In the top photo above, I'm simply pulling the caps off with my thumbnail, which is how I prefer to do it, but I do end up with black pitch under my nail that is difficult to remove, and, if I do too many needles at one time, the tip of my thumb gets a bit tender.
Peggy has a different technique, she scrapes the caps off with the dull edge of a butter knife (middle picture), which works fine too, and I think I read somewhere that there is also a tool made for de-capping now. Whatever method you come up with is fine as long as the needles remain attatched at the ends.
The bottom photo is of de-capped needles that are ready for use.
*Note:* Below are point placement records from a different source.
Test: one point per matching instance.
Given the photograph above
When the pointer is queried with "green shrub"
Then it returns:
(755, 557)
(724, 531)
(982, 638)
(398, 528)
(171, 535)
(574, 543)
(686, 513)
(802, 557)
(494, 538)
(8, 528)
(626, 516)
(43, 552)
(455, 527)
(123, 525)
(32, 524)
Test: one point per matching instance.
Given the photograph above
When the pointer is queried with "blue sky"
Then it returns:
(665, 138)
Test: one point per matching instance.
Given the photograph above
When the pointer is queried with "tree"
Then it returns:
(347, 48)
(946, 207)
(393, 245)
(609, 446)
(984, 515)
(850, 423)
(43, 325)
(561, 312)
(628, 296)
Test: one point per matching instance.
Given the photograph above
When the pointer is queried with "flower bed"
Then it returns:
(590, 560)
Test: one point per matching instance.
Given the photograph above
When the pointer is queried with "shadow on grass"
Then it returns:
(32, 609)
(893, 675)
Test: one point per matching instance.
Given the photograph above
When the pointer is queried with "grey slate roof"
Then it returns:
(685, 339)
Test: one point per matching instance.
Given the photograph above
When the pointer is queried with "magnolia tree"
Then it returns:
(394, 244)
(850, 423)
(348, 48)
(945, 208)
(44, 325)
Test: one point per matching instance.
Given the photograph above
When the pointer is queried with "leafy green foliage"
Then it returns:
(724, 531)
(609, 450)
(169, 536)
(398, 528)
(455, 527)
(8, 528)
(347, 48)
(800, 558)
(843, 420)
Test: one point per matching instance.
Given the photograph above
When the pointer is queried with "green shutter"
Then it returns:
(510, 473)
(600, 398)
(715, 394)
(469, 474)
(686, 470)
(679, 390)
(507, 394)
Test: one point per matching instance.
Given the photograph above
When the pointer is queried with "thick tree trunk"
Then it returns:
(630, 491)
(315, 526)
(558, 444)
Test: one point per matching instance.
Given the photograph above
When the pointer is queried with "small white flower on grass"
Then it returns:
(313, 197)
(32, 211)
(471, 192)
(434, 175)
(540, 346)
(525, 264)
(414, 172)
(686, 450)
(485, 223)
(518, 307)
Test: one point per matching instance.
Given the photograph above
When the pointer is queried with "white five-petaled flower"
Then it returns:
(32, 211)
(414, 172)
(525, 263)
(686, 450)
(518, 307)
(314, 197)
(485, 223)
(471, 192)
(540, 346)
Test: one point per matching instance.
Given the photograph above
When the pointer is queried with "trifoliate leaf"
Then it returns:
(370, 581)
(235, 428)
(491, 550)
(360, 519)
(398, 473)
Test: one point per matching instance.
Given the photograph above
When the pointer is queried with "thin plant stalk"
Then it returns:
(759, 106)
The pine-needles we use fall from the Jeffrey and Ponderosa Pines in and around our yard and we get far more needles per year than we could ever use. Pines can have have needles in clusters of 2, 3, or 5, but Jeffrey & Ponderosa Pines are both 3-needle pines. The length of our needles varies from around 6 inches to well over 10 inches, but I think most of them average about 9 inches. I don't see why you couldn't use shorter needles, the project would just take a little longer, I suppose pine needles in clusters of 2 or 5 needles would be fine too.
I'll get to the actual stitching of the coils later on, I have a stack of needles to de-cap, a walk to take with Dallas, and some chores to do.